Agents acknowledged how tedious writing raw output would be, but not one claimed a write ceiling. Instead, each entered a loop of strategy-switching, treating the failure as a solvable engineering problem rather than a constraint of the environment. SWE-1.6 and Claude Opus 4.7 both identified token-cost awareness mid-task, “this verbatim approach requires piping ~200–400 KB of raw text through shell commands, which is very token-expensive”, but neither made an early exit. They identified symptoms without diagnosing the condition. Agents that produced files did so by abandoning the Cascade pipeline. GLM-5.1 and Gemini 3.1 saved raw HTML via curl, essentially writing content the prompt didn’t request; the verification script can’t meaningfully evaluate non-Cascade-specific behavior. GPT-5.3-Codex claimed to save a file and didn’t. SWE and Opus produced stubs too small to verify.

Agents ruminated on the prompt language “EXACTLY as you received it” - does that mean Cascade’s chunk index with metadata wrappers, already processed, or something pre-processed?

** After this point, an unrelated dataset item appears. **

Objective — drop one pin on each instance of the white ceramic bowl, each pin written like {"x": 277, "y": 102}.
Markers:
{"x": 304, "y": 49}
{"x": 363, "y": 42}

Opus attempted to clarify mid-task and asked questions while others choose interpretation and process-spin, similar to the silent-resolution pattern described in Agent as Unreliable Methodology Validator.

As agents seemingly hit a write ceiling, they didn’t reason a way out, but drifted. Gemini read the README.md, the verification script multiple times, and re-read the prompt, apparently trying to re-derive the task from project context. SWE reasoned through its own chunk history to reconstruct a write strategy. Opus asked a clarifying question, received an answer, then got stuck again on the same heredoc problem. Gemini tried npx. None of these strategies addressed the actual constraint. Like that described in Agentic Inaction, Agentic Task Drift, Token Overflow, and File Persistence Failures: agents that recognize an obstacle express uncertainty, attempt adjacent actions, and produced confident-looking output without naming the obstacle as a blocker or asking whether the task is achievable as stated.

Methodology Implication

The read-write asymmetry is a restriction only the raw track could uncover. It reflects a structural mismatch between what Cascade’s view_content_chunk produces at scale and what shell tooling can write back out. A writing ceiling introduces new layers to question path compliance and self-reporting fidelity. While agents claim to have received all 60 chunks, chat output alone can’t complete verification. Prompts specifying a target format may produce different results, but this testing framework is about capturing default web fetch behavior. Eventhough the output variety make for difficult hypotheses assessment and pokes holes in the verification script metrics, the variety is the finding, speaking to the challenges of combining qualitative and quantitative testing approaches.